Prof Pistone presents the annual IBFD/UCT Prize in International Tax award to Ashley Olivier
The UCT Tax Unit for Fiscal Research, a joint endeavour between the Faculties of Law and Commerce, is celebrating five years of fruitful and mutually beneficial partnership and exchange with the IBFD. In operation since 1938, the IBFD is a self-funded NPO focused on developing and disseminating knowledge about international tax. Prof Pistone points out that the UCT Tax Unit’s reputation is very much on the rise – with two of its academic specialists currently serving as Managing Editor and Chief Editor respectively of the world’s most important journals on tax, namely the World Tax Journal (Associate Professor Craig West) and the Bulletin for International Taxation (Associate Professor Johann Hattingh).
It is evident, says Prof Pistone that recent news and global events have increasingly put tax and tax issues into the headlines, and it is becoming ever more critical that tax qualifications at a local level include training in tax issues at an international level. The social implications of tax are increasingly being recognised, along with the implications of the socio-economic impacts of shifts and changes in any country’s tax base.
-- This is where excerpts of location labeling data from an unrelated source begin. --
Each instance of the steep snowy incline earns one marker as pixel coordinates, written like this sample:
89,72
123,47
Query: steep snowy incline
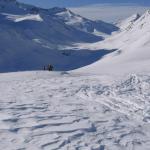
59,111
19,18
132,50
96,27
127,23
32,37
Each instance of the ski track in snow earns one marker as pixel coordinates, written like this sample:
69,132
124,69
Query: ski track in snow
52,111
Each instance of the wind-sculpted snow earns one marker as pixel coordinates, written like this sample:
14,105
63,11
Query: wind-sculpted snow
42,110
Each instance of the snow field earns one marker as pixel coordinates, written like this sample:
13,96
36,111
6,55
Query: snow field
42,110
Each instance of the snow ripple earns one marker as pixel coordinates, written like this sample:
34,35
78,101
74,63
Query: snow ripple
63,111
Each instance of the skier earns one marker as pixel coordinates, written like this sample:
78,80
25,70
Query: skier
50,67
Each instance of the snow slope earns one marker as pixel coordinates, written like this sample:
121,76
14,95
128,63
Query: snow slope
132,50
32,37
59,111
96,27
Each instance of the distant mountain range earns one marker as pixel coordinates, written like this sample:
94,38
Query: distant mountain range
32,37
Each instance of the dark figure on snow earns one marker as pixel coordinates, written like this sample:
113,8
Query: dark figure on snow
50,67
44,68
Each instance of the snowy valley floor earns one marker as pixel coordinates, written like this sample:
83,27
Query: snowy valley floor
66,111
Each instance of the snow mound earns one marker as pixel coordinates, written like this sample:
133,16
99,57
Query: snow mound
19,18
127,23
132,53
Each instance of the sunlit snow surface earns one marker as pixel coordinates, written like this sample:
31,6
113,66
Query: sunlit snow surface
68,111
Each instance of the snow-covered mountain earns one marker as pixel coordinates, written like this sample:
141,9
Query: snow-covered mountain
127,23
60,111
132,49
31,37
96,27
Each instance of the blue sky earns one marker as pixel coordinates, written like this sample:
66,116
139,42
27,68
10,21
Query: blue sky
75,3
106,10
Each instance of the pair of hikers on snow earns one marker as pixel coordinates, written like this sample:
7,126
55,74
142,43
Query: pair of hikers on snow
49,67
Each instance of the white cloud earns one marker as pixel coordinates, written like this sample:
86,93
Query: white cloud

Tax is increasingly understood in the context of nations pursuing policy goals. Non-profits and civil society organisations are thus increasingly challenging governments and multi-nationals about taxation, and the relative positioning of the primary tax burden. Additionally, there is a growing understanding of the implications of corporate tax avoidance on individual taxpayers.
As Academic Chair of IBFD, Prof Pistone has a specific interest in contributing to the development of skills in countries where there may be excellent knowledge of taxation, but limited capacity to implement and administer the mechanisms and infrastructure required to collect tax, from both individuals and corporates. It is critical, says Pistone, that countries not only have robust tax systems but that they have the capacity to use these systems.
The UCT Masters in International Taxation is of particular significance as it is one of the few specialist programmes that incorporate a global dimension along with a local or national perspective. It is the only postgraduate tax law programme in South Africa with international instructors and experts contributing their expertise in international tax. In Prof Pistone’s view, it is essential for a national fiscus to have sustainable rule of law as the framework in which a tax regime is structured – and he sees the programme as an important contribution to understanding tax within the legal framework.